Using long-lived smokers as their phenotype, the authors identified a network of SNPs (a DNA sequence variation occurring commonly within a population) that allow certain individuals to better withstand environmental damage (like smoking) and mitigate damage. Collectively, these SNPs were strongly associated with high survival rates.

...they identified a set of genetic markers that together seem to promote longevity and many of these markers are in pathways that were discovered to be important for aging and lifespan in animal models.

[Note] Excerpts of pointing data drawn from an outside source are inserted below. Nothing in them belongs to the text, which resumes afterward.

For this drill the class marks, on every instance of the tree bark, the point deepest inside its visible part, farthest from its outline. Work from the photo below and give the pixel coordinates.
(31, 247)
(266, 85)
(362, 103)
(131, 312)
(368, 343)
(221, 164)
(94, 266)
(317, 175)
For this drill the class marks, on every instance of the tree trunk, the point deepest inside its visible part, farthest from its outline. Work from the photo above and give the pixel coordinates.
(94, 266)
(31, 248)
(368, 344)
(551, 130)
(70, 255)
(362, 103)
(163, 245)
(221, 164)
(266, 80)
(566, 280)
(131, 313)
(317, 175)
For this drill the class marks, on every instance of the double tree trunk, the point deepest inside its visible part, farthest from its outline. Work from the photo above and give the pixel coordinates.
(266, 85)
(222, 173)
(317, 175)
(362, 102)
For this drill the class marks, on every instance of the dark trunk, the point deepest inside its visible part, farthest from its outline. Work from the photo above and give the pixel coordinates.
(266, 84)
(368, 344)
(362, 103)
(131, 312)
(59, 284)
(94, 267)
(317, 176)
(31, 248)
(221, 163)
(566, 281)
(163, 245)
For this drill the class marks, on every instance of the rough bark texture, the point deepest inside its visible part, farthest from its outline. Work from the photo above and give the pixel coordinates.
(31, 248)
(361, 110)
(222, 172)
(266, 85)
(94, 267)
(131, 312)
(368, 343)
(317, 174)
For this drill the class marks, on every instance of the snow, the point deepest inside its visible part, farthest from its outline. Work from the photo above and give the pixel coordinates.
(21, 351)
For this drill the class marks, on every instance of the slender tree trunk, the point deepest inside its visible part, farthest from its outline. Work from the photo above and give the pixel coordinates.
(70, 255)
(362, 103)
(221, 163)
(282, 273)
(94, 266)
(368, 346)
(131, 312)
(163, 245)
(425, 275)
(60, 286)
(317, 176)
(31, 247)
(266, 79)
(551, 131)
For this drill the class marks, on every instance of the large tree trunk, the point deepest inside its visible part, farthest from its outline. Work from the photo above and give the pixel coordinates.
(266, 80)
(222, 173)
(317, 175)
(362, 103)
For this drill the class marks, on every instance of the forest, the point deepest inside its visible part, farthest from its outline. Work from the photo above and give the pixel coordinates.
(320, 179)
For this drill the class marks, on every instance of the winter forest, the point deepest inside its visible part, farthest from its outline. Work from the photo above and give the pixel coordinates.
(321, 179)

...there is evidence that these genes may facilitate lifespan extension by increasing cellular maintenance and repair.
Therefore, even though some individuals are exposed to high levels of biological stressors, like those found in cigarette smoke, their bodies may be better set up to cope with and repair the damage.

These findings suggest that longevity, rather than being entirely determined by environmental factors, may be under the regulation of complex genetic networks which influence stress resistance and genomic stability.


http://www.lifeextension.com/news/lefdailynews?NewsID=24288&Section=Aging
 
Red moon rising...get ready for a "Supermoon":

It won't happen again until 2033.  Starting late tonight and lasting approximately 72 minutes, a Supermodn will be in effect -- that is, when a total lunar eclipse takes effect and the moon appears red -- due to it's close proximity to earth.

http://www.nationalpost.com/m/wp/blog.html?b=news.nationalpost.com//news/world/supermoon-eclipse-sunday
.
 
Sonic Tractor Beams Are Now A Reality

Researchers from the Universities of Bristol and Sussex, England in collaboration with Ultrahaptics have developed the first sonic tractor beam that can lift and move objects using nothing but sound waves.

The team used a system made of 64 miniature loudspeakers able to create high-pitched and high-intensity sound waves, generating an acoustic hologram that can lift, move, rotate and hold small objects. The system can create three different shapes of acoustic force fields. The first was made to resemble tweezers, the second was a vortex-like structure which trapped the object in the middle, and the last one surrounds the object from all directions and keeps it in place.

This new technology presents the opportunity for far-reaching applications: from mechanical support moving and assembling delicate objects, to medical aid where miniaturized beams could guide drugs through living tissue.

Original publication

 
Tigger said:
Sonic Tractor Beams Are Now A Reality

Researchers from the Universities of Bristol and Sussex, England in collaboration with Ultrahaptics have developed the first sonic tractor beam that can lift and move objects using nothing but sound waves.

The team used a system made of 64 miniature loudspeakers able to create high-pitched and high-intensity sound waves, generating an acoustic hologram that can lift, move, rotate and hold small objects. The system can create three different shapes of acoustic force fields. The first was made to resemble tweezers, the second was a vortex-like structure which trapped the object in the middle, and the last one surrounds the object from all directions and keeps it in place.

This new technology presents the opportunity for far-reaching applications: from mechanical support moving and assembling delicate objects, to medical aid where miniaturized beams could guide drugs through living tissue.

Original publication




That one sounds both amazing and advanced.  God knows how much this will help in that category alone medical-wise, but nevertheless it will eventually be an incredible breakthrough.
 
Water Bear DNA sequence complete, they are even stranger than thought...

the microscopic water creature grows to just over 1 mm on average, and is the only animal that can survive in the harsh environment of space. It can also withstand temperatures from just above absolute zero to well above the boiling point of water, can cope with ridiculous amounts of pressure and radiation, and can live for more than 10 years without food or water. Basically, it's nearly impossible to kill, and now scientists have shown that its DNA is just as bizarre as it is.